Writing for the majority, Justice Gorsuch says the Arbitration Act allows employers to mandate arbitration even if the aggrieved employees want to bring a collective action under the FLSA. The majority rejects the argument that "other concerted activities" includes collective action lawsuits to recover lost wages or overtime. That phrase, the majority says, "serve[s] to protect things employees 'just do' for themselves in the course of exercising their right to free association in the workplace, rather than 'the highly regulated, courtroom-bound 'activities' of class and joint litigation." This is how the majority harmonizes both statutes. Indeed, a theme of Justice Gorsuch's opinion is that statutes should be read in harmony with each other, if possible. So this case is another lesson in statutory construction.
The tone of the Justice Gorsuch's majority decision is occasionally casual. This must be his style. As the youngest member of the Court, Gorsuch is surely online and aware of the collective freakout a decision like this would create, particularly since these arbitration agreements are going to foreclose lucrative but important collective actions that individual employees are not going to be able to pursue on their own, either because the cases are too expensive to bring or there is no one to coordinate a joint effort. Justice Gorsuch's tone goes something like this: we know this is a difficult case for some of you to accept, but that's the way we interpret the statutes, and that's the way it is.

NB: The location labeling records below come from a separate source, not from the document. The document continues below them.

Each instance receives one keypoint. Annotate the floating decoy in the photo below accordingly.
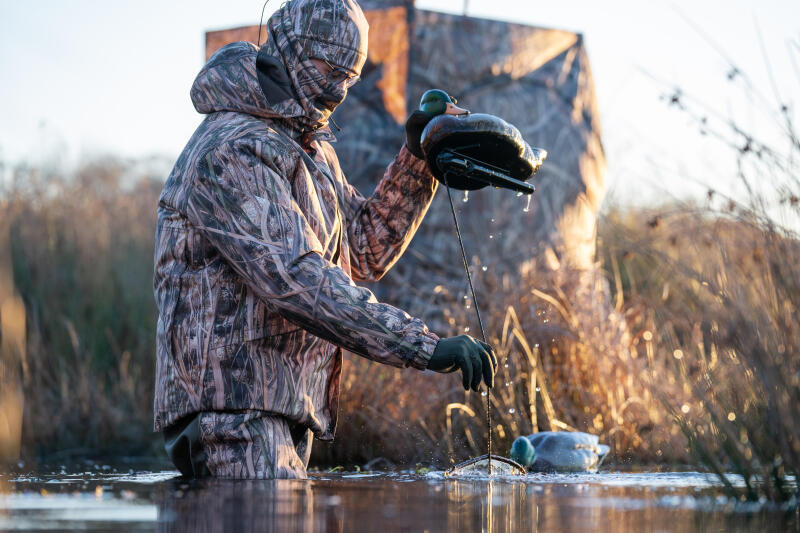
(559, 451)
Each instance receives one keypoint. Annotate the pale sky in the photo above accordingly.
(87, 77)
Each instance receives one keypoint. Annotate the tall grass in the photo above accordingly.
(680, 346)
(81, 246)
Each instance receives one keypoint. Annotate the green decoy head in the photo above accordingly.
(522, 451)
(437, 102)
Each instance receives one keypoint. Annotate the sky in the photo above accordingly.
(89, 77)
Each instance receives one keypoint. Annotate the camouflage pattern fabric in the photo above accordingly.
(258, 244)
(331, 30)
(252, 445)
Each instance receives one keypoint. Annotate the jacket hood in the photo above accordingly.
(229, 82)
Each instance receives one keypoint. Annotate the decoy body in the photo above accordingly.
(559, 451)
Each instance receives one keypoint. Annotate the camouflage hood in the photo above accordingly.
(280, 81)
(228, 82)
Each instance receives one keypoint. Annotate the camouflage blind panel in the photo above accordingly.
(538, 79)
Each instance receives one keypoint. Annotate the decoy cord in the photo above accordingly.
(480, 322)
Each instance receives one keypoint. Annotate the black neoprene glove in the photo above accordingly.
(473, 357)
(415, 123)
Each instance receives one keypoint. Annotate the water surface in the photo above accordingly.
(111, 499)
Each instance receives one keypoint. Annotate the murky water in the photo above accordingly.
(105, 499)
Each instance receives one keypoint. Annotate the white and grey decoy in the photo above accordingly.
(559, 451)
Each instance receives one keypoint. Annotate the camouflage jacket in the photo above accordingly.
(258, 246)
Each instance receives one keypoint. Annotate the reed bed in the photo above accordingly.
(679, 347)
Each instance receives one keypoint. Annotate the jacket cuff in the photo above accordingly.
(425, 345)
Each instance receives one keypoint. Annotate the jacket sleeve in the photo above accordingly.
(380, 228)
(245, 209)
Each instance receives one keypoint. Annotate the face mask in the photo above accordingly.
(330, 97)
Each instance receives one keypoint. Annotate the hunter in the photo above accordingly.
(260, 241)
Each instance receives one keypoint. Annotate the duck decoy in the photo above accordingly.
(559, 451)
(469, 151)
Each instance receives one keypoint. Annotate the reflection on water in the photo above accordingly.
(159, 501)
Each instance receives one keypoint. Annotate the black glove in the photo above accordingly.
(414, 125)
(473, 357)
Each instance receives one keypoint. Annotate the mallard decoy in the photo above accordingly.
(559, 451)
(437, 102)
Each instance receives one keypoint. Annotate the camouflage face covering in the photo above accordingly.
(331, 30)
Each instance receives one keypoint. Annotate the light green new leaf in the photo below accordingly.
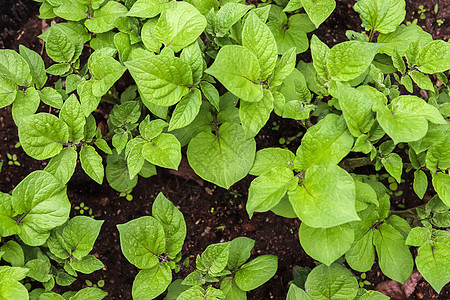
(227, 16)
(348, 60)
(150, 283)
(147, 8)
(333, 282)
(433, 263)
(14, 67)
(327, 202)
(382, 16)
(394, 257)
(224, 158)
(26, 104)
(420, 183)
(393, 164)
(36, 64)
(161, 79)
(254, 115)
(173, 223)
(142, 240)
(80, 234)
(326, 244)
(267, 190)
(179, 25)
(106, 18)
(434, 57)
(319, 11)
(62, 166)
(237, 68)
(72, 114)
(258, 38)
(327, 141)
(42, 135)
(163, 151)
(91, 162)
(186, 110)
(43, 203)
(256, 272)
(269, 158)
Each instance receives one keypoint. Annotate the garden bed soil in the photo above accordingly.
(212, 214)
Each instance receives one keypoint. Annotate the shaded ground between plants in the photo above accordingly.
(212, 214)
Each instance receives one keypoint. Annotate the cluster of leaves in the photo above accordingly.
(37, 212)
(208, 76)
(154, 244)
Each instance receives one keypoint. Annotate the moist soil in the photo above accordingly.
(212, 214)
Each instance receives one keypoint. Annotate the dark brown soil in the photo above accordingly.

Justice Ginsburg dissents. If you're a fan of the Notorious RBG, the dissent is a must-read. She points out that employees who sign these arbitration agreements do not exactly have equal bargaining power with management, and that in this case in particular, the agreements were emailed to employees in the understanding that "their continued employment would indicate their assent to the agreement's terms. . . . [the employees] this faced a Hobson's choice: accept arbitration on their employer's terms or give up their jobs." Also, consider the entry-level employee who is presented with agreements like this. Are they really going to object to the agreements on the basis that, if they ever suffer wage-theft, they will want to proceed in court? Justice Ginsburg writes:
Suits to enforce workplace rights collectively fit comfortably under the umbrella “concerted activities for the purpose of . . . mutual aid or protection.” “Concerted” means “[p]lanned or accomplished together;combined.” American Heritage Dictionary 381 (5th ed. 2011). “Mutual” means “reciprocal.” Id., at 1163. When employees meet the requirements for litigation of shared legal claims in joint, collective, and class proceedings, the litigation of their claims is undoubtedly “accomplished together.” By joining hands in litigation, workers can spread the costs of litigation and reduce the risk of employer retaliation. . . . There can be no serious doubt that collective litigation is one way workers may associate with one another to improve their lot.This decision will certainly kill off many FLSA collective actions. No large company in its right mind will forego the opportunity to have its employees sign arbitration agreements like this. Otherwise, they risk a collective action that can cost the company hundreds of thousands, even millions, in damages among the many plaintiffs whose claims are not lucrative enough for an individual arbitration. The solution is legislative action, but that is highly unlikely in this political climate.